Nutzer fordern Bitcoin-DeFi

Bisher dominiert Ethereum den DeFi-Markt. Dementsprechend fordert die Bitcoin Community die Schaffung von Bitcoin DeFi. Dabei könnte Bitcoin DeFi das Bitcoin-Netzwerk in die Welt des dezentralen Handelns einführen und die führende Position von Ethereum infrage stellen.

Allerdings sind die nun eingeführten Atomic Loans eines der ersten Produkte, welches auf Bitcoin als Kreditsicherheit setzt. Nichtsdestotrotz funktionieren auch Atomic Loans nicht ohne Ethereum und verwenden die Kryptowährung im gesamten Prozess. Des  Weiteren gibt es mit MoneyOnChain ein weiteres Protokoll, welches Bitcoin-DeFi ermöglicht.

Doch hinterfragen wir etwas kritischer den Code der neuen Protokolle, dann zeigt sich vor allen Dingen, dass keines der aktuell verfügbaren Bitcoin-Projekte auf native BTC setzt. Grund hierfür ist die fehlende Unterstützung von Smart Contracts. Aufgrund dieser Limitierungen ist es auch schwierig, vertrauenswürdige Brücken zur nativen Blockchain zu schlagen. Stattdessen müssen die Entwickler Peg-Mechanismen verwenden, um den eigenen Service zu gewährleisten.

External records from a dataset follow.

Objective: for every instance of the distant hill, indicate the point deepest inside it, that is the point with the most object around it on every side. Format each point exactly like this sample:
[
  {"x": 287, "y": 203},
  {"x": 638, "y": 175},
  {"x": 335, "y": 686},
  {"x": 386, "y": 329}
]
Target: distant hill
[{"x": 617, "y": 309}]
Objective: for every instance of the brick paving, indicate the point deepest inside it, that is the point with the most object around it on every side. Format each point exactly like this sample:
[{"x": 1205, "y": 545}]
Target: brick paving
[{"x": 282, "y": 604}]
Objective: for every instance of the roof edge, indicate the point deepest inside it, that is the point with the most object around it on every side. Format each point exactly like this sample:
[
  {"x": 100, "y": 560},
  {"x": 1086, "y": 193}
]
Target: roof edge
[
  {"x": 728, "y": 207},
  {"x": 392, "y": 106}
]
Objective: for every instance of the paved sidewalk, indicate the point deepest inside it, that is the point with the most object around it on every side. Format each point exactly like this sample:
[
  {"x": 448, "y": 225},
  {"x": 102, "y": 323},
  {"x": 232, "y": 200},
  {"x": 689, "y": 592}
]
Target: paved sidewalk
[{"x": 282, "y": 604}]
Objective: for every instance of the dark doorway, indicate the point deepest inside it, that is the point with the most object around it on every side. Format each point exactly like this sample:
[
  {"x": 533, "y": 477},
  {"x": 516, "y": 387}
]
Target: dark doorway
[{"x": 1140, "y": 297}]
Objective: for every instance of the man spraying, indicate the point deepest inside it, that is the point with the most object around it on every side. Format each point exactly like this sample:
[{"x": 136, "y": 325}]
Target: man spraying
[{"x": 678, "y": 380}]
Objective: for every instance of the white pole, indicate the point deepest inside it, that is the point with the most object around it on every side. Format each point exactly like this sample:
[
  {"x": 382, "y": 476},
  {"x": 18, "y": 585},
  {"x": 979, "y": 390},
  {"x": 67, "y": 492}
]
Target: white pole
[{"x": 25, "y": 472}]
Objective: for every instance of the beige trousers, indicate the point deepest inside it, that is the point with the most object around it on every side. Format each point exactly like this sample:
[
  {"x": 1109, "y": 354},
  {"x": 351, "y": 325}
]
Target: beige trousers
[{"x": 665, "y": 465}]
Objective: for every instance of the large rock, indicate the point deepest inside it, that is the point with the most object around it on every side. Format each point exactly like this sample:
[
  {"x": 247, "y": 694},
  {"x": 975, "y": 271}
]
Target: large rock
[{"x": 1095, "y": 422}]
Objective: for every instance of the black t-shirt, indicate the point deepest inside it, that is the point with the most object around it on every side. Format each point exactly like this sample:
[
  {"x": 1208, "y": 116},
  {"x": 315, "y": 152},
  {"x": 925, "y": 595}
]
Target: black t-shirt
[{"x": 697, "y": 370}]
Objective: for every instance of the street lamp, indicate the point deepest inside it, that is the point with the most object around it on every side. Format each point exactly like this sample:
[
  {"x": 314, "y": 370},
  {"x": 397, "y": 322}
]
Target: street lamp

Nichtsdestotrotz zeigt sich auch, dass die Nachfrage nach Bitcoin-DeFi-Produkten groß ist – allein der Erfolg von WBTC ist ein guter Indikator für die These. Aktuell ist mehr BTC in ETH gebunden, als BTC im Liquid und Lightning Network kombiniert. Unklar ist aktuell jedoch, ob sich die Nachfrage nach DeFi in Liquid auf einem vergleichbar hohen Niveau befinden wird.

Fazit: Bitcoin und DeFi – eine nicht ganz einfach Kombination

TDEX kombiniert Bitcoin mit DeFi. Doch die dezentrale Exchange befindet sich noch immer in einem sehr frühen Stadium und hat erst mit der Alpha-Phase begonnen. Nichtsdestotrotz sind die Ansätze der Atomic Swaps sehr interessant und könnte dazu beitragen, die Nutzung von Bitcoin im DeFi-Markt zu steigern.

Allerdings zeigt ein Blick auf den aktuellen Markt auch, dass die Kombination aus Bitcoin und DeFi bisher keine Rolle spielt. Grund hierfür sind die fehlenden Funktionen für Smart Contracts auf der Bitcoin Blockchain. Außerdem leidet Bitcoin unter einer noch niedrigeren Transaktionsgeschwindigkeit. Dementsprechend ist der Ansatz über Liquid nachvollziehbar. Nichtsdestotrotz basiert auch das „Bitcoin-DeFi“ auf Liquid auf Ethereum. Bitcoin spielt lediglich als hinterlegte Sicherheit eine Rolle.